Because these people have to be in public places to play the game, you may see people in the parks or along roads staring down at their phones instead of paying attention to their surroundings. Not like that doesn't happen already.

Remember, Caledonia Parks close at sundown and County Parks, such as Cliffside are open until 10:00 p.m."

Warning about Pokemon GO from Caledonia police

The heads up from Caledonia police came on the same day a Wyoming girl found a body floating in a river while she was trying to catch a miniature monster in the mobile game, officials confirmed.



Shayla Wiggins, 19, told CNNMoney on Saturday, July 9th how it happened.

Like so many others, Wiggins was eager to play this version of the blockbuster 1990s Game Boy video game.

"Since it's virtual reality, I thought: that's cool," she said.

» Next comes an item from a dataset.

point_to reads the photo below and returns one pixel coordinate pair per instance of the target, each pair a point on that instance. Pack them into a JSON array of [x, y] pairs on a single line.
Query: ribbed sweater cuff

Wiggins started playing Thursday night, July 7th -- catching 50 virtual animals as she walked through a parking lot and a gas station.

On Friday morning, July 8th, she grabbed her iPhone 6 and slipped on a pair of sandals. Then she took a short walk to explore the Big Wind River, which winds behind her home in the town of Riverton.

"I was trying to get a water Pokémon," she explained.

The game cautions users to keep aware of their surroundings. But like most players, Wiggins stared intently at her phone as she made her way beneath the Wyoming Highway 789 Bridge.

She spotted two deer near the water -- but still no Pokémon. So, she walked down to the rocky river bank. She didn't immediately notice the man's body lying face down in the water six feet to her left.

"I guess I was only paying attention to my phone and where I was walking," she said.

When she finally realized she was standing near a corpse, Wiggins called the police and led them to the scene.

The Fremont County Sheriff's Office confirmed that it's investigating the man's death. Investigators think it's likely the man drowned at that spot, where the water is only three feet deep.

"The death appears to be accidental in nature," Undersheriff Ryan D. Lee said in a statement.

Police haven't publicly identified the man.

Shawna Wiggins told CNNMoney her daughter was "pretty scared and shaken," but is doing much better.

"I probably would have never went down there if it weren't for this game," Shayla Wiggins admitted. "But in a way, I'm thankful. I feel like I helped find his body. He could have been there for days."

Wiggins, who is working at a Dairy Queen for the summer before starting college in Arizona, said she still plans to keep playing Pokémon GO to explore her central Wyoming town.

Australian police issued a warning about the game the day after it came out.

In a Facebook post, the Northern Territory Police, Fire and Emergency Services asked players not to go hunting inside the station, saying that they merely need to be close to the building to collect their goodies.


The game includes a warning asking people to be aware of their surroundings, while Australian police asked players to look up from their phones when they cross the street.

The game is a cooperation between Niantic, Inc., Nintendo, and The Pokémon Company.

"For the first time, with this game, Pokémon are going to roam free in the real world," John Hanke, CEO of Niantic said.

"Pokémon GO will allow players to capture Pokemon who inhabit parks, shopping areas, sidewalks, and the countryside in places all around the world," Hanke added.

Hanke also hinted that popular Pokemon like Squirtle, Bulbasaur and Pikachu are hiding by popular spots like the waterfront in San Francisco.